The very origin of Elgygytgyn is a mystery. The lake has a perfectly round shape. At first, scientists believed that the basin of the reservoir is of volcanic origin. But in the 70s of the last century, after the appearance of space images, convincing evidence appeared that Lake Elgygytgyn was the result of a meteorite fall. Calculations were even carried out, indicating that the Elgygytgyn meteorite had a mass of 100-150 million tons, its diameter was 400 meters, and it crashed into the Earth at a speed of 15 kilometers per second.

The first instrumented expedition arrived at the lake in 1998. A Russian-German-American project was created to organize it. Scientists deployed radar work on the lake, conducted echo sounding and seismic studies. The first results exceeded all expectations. It turned out that there are about 200 meters of precipitation in the lake - shells, living microorganisms. This is a kind of record: there is no such amount of sediment in any lake in the Arctic. There are columns of precipitation two, ten, twenty meters long. And here - almost 200!

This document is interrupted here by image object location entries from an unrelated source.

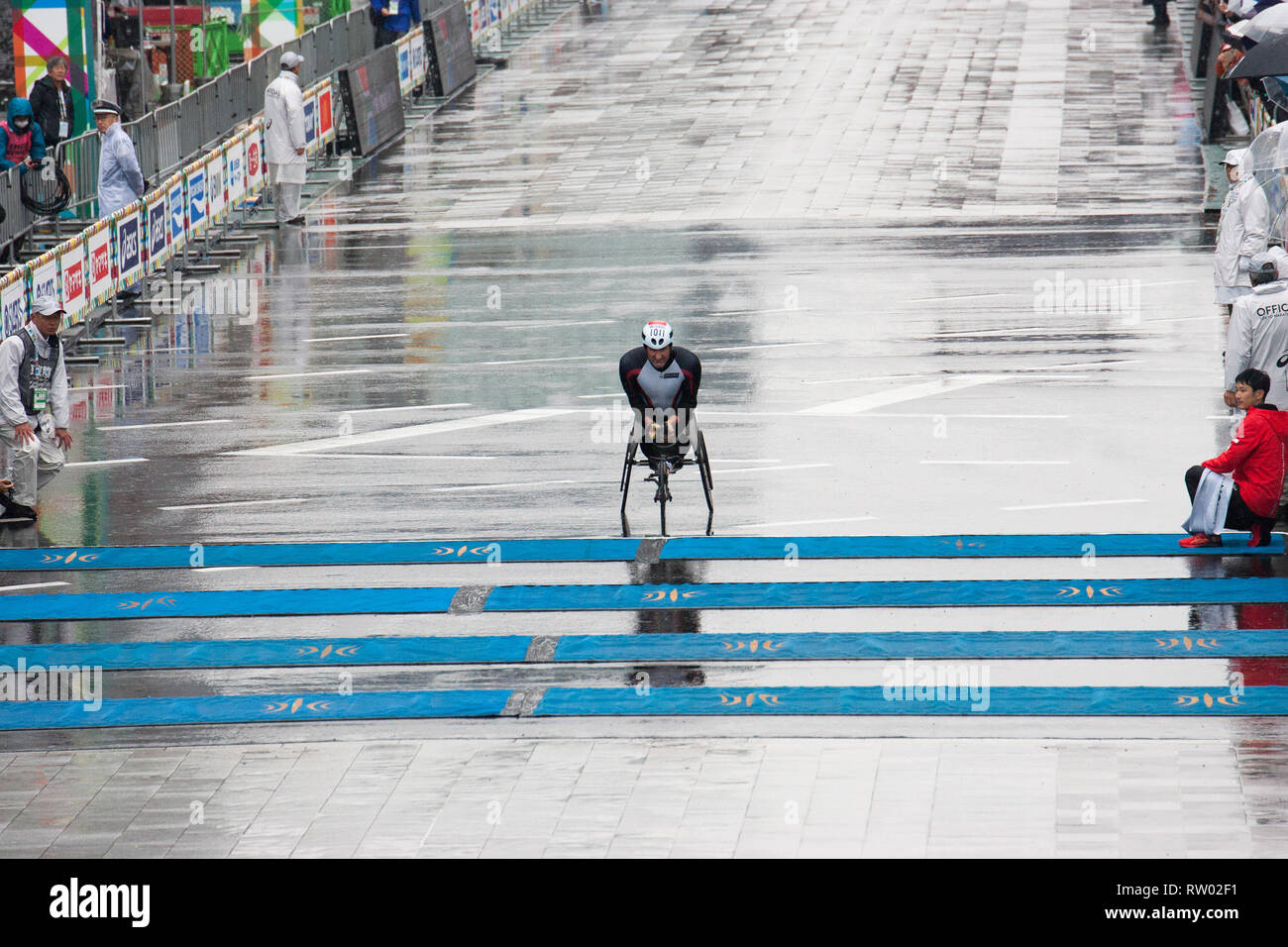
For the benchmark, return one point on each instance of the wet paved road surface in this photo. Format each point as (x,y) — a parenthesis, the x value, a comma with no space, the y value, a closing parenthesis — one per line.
(944,279)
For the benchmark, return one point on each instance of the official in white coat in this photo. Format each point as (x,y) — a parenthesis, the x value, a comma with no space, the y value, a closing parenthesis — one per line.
(34,406)
(283,140)
(1241,231)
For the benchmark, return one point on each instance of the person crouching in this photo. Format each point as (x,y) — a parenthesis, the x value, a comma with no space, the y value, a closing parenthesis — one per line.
(1239,488)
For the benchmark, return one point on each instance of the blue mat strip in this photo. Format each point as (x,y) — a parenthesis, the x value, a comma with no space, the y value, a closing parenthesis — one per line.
(1000,701)
(241,602)
(951,547)
(304,652)
(59,558)
(62,558)
(578,598)
(151,711)
(1128,591)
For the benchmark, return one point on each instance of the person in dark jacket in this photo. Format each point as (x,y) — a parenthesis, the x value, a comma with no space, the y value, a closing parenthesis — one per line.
(52,103)
(21,141)
(1256,460)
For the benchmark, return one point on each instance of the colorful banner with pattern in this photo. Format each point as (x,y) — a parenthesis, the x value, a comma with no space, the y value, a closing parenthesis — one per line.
(75,295)
(13,299)
(129,244)
(98,248)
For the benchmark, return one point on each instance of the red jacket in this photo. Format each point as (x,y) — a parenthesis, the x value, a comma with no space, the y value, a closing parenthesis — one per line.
(1256,458)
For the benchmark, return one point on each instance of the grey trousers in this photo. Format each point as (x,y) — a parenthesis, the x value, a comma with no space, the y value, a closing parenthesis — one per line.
(34,464)
(286,200)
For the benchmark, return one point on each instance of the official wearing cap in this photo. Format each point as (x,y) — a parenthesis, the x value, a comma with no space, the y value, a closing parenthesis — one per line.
(34,407)
(120,182)
(283,140)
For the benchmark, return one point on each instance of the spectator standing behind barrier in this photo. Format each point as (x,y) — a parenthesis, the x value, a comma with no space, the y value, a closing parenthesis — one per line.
(120,182)
(393,18)
(21,141)
(1241,231)
(34,406)
(52,103)
(283,140)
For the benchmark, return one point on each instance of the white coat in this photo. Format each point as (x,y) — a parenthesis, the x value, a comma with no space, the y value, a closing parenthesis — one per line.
(1240,235)
(283,129)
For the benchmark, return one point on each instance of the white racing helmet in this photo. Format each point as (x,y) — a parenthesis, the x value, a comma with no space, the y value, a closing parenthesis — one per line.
(657,334)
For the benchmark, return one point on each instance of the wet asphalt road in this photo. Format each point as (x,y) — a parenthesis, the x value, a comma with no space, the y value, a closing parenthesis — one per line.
(922,307)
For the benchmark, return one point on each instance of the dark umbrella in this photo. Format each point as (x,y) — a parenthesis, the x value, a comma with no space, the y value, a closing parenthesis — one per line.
(1267,58)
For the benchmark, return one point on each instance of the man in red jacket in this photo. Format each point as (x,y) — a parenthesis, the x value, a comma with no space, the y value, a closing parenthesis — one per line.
(1256,459)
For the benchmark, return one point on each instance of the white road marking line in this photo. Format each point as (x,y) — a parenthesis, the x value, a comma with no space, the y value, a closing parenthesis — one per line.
(970,295)
(544,325)
(767,346)
(376,437)
(751,312)
(237,502)
(355,338)
(1000,463)
(103,463)
(526,484)
(165,424)
(1068,505)
(402,457)
(877,377)
(1085,365)
(305,373)
(854,406)
(31,585)
(403,407)
(799,522)
(765,470)
(531,361)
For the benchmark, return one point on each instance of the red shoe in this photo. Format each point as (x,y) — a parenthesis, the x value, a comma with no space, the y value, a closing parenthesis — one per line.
(1201,539)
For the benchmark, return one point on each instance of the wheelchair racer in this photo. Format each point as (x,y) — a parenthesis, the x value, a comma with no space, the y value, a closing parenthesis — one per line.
(661,381)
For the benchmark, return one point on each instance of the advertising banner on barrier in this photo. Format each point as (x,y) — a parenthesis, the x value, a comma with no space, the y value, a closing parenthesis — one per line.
(417,56)
(156,215)
(129,245)
(13,300)
(176,204)
(71,263)
(235,161)
(310,124)
(254,158)
(326,114)
(98,249)
(215,187)
(194,176)
(451,54)
(370,89)
(403,48)
(44,275)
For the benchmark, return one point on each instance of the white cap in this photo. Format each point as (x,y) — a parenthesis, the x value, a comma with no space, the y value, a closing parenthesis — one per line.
(47,305)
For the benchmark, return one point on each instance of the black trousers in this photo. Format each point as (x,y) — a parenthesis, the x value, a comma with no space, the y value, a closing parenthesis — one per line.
(1236,515)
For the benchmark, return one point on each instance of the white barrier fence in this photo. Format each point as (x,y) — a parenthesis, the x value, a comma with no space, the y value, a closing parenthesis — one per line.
(111,254)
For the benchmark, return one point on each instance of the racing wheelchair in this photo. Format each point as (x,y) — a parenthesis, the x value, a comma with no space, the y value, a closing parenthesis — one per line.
(665,459)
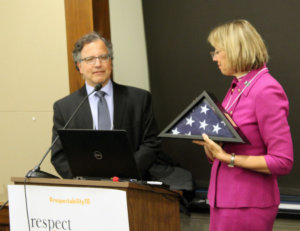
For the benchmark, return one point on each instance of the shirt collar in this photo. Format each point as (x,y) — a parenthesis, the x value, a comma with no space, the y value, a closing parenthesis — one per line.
(107,88)
(253,74)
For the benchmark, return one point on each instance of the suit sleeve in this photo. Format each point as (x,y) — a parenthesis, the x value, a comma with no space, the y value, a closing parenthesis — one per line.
(58,158)
(272,111)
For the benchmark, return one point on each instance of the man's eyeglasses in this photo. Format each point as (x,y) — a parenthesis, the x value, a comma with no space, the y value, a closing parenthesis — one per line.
(92,59)
(214,53)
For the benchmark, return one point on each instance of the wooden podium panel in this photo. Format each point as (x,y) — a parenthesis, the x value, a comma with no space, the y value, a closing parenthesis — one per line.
(149,207)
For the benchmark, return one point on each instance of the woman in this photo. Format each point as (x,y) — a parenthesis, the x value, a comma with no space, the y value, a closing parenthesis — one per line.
(243,192)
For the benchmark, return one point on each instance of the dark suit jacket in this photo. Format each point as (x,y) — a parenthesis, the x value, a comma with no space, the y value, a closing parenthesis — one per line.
(132,112)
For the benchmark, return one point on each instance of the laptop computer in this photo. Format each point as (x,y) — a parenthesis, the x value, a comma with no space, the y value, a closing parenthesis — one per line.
(99,154)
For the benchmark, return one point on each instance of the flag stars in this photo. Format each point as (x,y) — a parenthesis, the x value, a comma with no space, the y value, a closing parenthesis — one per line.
(190,121)
(216,128)
(204,109)
(203,124)
(175,131)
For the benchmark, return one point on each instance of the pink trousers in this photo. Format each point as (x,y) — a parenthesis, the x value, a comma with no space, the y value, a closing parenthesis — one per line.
(242,219)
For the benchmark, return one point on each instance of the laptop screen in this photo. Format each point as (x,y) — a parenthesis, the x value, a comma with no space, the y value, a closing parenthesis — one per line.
(99,154)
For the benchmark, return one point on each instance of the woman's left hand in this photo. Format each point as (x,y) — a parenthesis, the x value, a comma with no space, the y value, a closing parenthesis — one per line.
(211,147)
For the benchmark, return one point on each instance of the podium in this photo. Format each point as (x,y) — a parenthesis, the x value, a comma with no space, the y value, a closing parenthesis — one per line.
(149,207)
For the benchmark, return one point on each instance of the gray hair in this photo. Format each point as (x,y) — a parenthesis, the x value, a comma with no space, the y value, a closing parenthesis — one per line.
(88,38)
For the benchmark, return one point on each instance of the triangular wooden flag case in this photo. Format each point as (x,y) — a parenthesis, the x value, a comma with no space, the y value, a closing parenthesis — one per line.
(204,115)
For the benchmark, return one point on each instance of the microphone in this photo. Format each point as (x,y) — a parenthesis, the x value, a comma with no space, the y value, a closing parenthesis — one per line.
(36,172)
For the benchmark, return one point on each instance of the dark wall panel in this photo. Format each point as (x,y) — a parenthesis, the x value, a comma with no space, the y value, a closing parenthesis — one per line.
(181,68)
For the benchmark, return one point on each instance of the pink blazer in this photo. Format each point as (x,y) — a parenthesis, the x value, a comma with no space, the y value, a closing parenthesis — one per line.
(261,113)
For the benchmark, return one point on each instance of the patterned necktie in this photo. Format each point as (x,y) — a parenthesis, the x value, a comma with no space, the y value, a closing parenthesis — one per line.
(103,113)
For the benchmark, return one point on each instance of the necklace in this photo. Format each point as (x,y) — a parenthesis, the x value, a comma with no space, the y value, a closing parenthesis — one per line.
(227,107)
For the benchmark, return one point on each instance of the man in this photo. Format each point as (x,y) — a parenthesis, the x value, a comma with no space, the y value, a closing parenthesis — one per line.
(129,108)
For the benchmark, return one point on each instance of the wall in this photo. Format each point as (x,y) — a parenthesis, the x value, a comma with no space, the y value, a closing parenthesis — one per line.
(34,74)
(128,38)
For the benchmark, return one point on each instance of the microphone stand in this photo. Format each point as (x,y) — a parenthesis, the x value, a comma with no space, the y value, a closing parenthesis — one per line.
(36,172)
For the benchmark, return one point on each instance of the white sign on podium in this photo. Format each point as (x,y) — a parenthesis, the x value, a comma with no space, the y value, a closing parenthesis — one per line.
(67,208)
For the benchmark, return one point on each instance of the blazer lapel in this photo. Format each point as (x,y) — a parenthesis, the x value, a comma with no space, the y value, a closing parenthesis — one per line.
(120,104)
(84,116)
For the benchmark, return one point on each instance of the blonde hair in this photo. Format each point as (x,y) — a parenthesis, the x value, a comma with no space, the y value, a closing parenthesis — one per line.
(244,47)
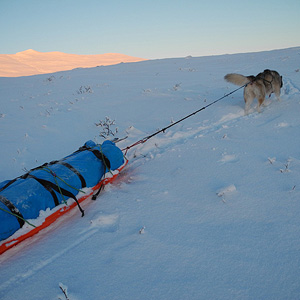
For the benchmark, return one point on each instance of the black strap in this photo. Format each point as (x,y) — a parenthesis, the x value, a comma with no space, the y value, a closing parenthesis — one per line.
(61,162)
(8,184)
(13,210)
(51,187)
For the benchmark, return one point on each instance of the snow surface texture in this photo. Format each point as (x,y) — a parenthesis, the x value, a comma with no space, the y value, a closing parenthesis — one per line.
(208,210)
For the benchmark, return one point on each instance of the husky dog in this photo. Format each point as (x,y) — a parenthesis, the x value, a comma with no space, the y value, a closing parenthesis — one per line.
(259,86)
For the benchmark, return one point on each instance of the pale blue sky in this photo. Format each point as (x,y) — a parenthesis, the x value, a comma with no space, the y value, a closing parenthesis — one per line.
(149,28)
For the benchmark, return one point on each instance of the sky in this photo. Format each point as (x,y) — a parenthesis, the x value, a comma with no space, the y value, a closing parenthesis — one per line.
(149,29)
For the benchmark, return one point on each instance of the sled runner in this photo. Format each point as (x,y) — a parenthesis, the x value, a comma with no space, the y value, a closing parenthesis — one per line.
(49,187)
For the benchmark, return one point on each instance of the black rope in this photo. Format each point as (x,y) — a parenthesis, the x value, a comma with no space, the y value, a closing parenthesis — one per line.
(145,139)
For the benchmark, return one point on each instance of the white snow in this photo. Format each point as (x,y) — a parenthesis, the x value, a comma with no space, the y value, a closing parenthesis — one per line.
(207,210)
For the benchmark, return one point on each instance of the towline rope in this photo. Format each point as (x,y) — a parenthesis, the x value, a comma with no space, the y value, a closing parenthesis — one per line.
(145,139)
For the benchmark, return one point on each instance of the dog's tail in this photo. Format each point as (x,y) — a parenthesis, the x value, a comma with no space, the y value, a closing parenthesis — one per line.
(238,79)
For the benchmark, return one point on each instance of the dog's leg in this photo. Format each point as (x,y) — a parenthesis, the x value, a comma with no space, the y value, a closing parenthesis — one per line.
(260,102)
(248,102)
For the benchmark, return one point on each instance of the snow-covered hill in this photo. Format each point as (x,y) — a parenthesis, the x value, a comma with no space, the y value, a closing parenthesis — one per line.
(207,210)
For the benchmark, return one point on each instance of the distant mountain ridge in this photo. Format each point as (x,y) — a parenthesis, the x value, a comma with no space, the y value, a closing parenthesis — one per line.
(31,62)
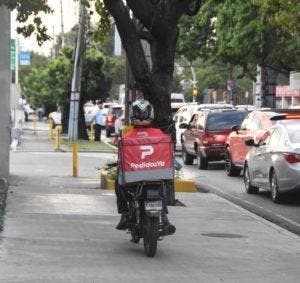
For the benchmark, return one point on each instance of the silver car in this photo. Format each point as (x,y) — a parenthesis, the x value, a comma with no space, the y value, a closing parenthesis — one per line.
(275,164)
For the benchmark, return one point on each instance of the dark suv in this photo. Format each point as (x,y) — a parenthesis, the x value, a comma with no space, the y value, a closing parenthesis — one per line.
(206,134)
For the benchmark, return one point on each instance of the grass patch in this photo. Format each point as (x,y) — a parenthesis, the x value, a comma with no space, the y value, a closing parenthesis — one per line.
(2,211)
(84,145)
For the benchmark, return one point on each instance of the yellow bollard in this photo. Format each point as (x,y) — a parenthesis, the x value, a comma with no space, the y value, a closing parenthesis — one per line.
(34,124)
(58,130)
(92,136)
(51,129)
(75,159)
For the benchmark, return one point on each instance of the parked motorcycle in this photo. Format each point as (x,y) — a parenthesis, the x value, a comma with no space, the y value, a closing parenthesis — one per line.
(145,214)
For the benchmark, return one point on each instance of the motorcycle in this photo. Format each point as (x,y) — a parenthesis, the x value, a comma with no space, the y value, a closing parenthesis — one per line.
(145,169)
(145,202)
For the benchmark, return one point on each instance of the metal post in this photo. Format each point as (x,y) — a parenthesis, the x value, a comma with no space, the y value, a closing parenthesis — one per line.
(127,70)
(17,61)
(5,79)
(75,159)
(58,131)
(62,25)
(34,124)
(51,129)
(75,88)
(92,137)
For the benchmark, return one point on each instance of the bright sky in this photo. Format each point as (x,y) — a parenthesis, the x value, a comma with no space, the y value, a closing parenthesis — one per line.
(52,22)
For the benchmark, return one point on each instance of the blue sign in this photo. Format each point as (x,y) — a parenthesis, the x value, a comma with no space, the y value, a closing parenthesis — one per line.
(24,58)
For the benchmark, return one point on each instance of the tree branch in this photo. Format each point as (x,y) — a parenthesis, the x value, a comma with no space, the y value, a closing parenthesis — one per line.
(144,12)
(131,43)
(146,35)
(193,8)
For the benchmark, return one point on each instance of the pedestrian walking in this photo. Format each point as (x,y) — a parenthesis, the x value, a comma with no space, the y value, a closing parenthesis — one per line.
(99,122)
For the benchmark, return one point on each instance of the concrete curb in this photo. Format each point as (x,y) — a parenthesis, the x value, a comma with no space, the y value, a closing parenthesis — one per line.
(3,190)
(180,185)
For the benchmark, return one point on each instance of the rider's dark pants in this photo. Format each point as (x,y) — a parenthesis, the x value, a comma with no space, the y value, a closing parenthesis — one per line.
(122,203)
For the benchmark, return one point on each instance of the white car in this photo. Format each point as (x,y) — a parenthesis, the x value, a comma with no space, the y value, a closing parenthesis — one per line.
(56,118)
(275,164)
(89,113)
(119,123)
(185,113)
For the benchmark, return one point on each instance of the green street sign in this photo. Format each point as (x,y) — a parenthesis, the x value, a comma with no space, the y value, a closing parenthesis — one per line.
(12,54)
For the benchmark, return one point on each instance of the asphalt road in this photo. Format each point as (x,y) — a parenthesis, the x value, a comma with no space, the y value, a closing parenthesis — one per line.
(286,214)
(214,180)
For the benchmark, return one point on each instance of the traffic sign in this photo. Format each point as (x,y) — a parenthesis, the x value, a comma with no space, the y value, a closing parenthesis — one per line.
(25,58)
(230,85)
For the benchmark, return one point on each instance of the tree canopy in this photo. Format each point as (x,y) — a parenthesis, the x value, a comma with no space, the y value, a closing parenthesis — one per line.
(245,33)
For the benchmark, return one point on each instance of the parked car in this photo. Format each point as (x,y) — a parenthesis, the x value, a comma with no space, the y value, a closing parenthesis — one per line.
(55,117)
(113,113)
(246,107)
(275,164)
(119,123)
(254,126)
(206,134)
(184,114)
(89,113)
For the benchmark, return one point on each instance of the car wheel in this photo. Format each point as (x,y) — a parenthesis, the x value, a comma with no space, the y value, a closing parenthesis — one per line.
(230,168)
(202,162)
(275,195)
(247,181)
(108,133)
(187,158)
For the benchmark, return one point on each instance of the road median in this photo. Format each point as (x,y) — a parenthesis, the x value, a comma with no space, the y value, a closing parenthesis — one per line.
(3,194)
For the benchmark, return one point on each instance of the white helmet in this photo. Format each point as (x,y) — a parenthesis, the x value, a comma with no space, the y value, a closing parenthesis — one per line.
(141,113)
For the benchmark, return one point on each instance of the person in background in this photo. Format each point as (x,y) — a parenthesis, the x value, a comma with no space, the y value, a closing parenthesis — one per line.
(99,122)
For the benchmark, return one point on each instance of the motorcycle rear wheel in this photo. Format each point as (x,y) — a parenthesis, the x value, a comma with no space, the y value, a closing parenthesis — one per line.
(150,235)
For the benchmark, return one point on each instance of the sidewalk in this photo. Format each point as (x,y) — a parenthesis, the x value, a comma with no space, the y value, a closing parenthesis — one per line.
(61,229)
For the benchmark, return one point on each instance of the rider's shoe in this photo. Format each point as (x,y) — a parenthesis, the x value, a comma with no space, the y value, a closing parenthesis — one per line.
(123,224)
(168,228)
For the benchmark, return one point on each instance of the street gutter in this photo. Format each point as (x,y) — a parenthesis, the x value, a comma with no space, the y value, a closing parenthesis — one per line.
(3,194)
(268,215)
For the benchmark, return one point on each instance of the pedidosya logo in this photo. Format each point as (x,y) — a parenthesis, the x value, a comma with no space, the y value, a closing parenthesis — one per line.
(147,150)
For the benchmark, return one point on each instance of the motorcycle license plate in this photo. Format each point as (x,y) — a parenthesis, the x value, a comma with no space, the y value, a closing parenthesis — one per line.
(153,205)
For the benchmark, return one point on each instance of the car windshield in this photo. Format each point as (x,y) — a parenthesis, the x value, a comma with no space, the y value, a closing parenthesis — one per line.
(292,127)
(116,111)
(224,120)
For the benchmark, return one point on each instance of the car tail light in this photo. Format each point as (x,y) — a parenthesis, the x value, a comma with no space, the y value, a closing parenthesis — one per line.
(205,139)
(292,157)
(292,116)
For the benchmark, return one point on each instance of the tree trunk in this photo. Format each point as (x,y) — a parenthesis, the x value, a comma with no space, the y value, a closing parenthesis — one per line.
(65,117)
(82,132)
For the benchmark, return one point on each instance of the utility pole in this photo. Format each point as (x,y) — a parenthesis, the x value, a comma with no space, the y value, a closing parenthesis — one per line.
(5,81)
(62,25)
(76,86)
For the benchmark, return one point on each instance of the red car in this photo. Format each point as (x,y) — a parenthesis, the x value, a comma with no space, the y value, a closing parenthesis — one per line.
(113,113)
(255,126)
(206,134)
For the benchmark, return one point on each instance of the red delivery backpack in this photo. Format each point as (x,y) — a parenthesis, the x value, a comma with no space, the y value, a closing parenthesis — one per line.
(146,154)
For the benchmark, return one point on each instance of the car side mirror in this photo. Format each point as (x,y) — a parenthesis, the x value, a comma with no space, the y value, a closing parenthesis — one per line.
(250,142)
(184,126)
(235,128)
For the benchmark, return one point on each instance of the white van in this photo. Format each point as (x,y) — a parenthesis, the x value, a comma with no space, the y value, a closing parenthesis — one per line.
(177,98)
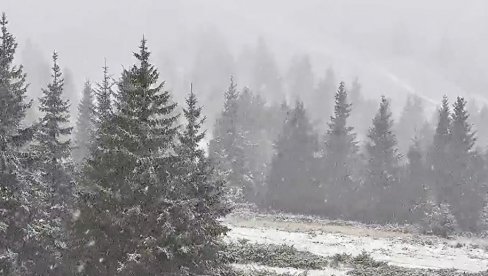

If the lake really was not subjected to glaciation, then the possibility of unknown relict organisms living in it cannot be ruled out, and then the legends of prehistoric monsters can be confirmed. True, scientists are still talking very cautiously on this topic, fearing that any reasoning about the "lake monsters" will immediately put an end to the planned serious research work. And Lake Elgygytgyn is capable of presenting any, the most unexpected surprises.

In order to conduct a full-fledged study of the lake, it is necessary to carry out deep drilling. The cost of such a research project is estimated at several million dollars. But the information that scientists will be able to obtain cannot be overestimated. Even if no monster is found in it (scientists especially do not hope to find the Chukchi Nessie in Elgygytgyn), they will be able to drill a well 550 meters deep and extract rock samples from the bottom of the lake. The cores raised with the help of special drilling platforms will need to be properly preserved so as not to introduce modern bacteria. Already now, the largest institutes of the planet hope to obtain deep lacustrine deposits for research.

This will reconstruct the change in flora and fauna in this region and, accordingly, judge the climate of the Arctic. The oldest Arctic soil, which is at the disposal of scientists today, is only 300 thousand years old. And if the Chukchi experiment is successful, then scientists will be able to reconstruct the history of the climate in this region of the Earth over a long period. It will be possible, for example, to test the hypothesis that Europe was a subtropical zone 3.5 million years ago.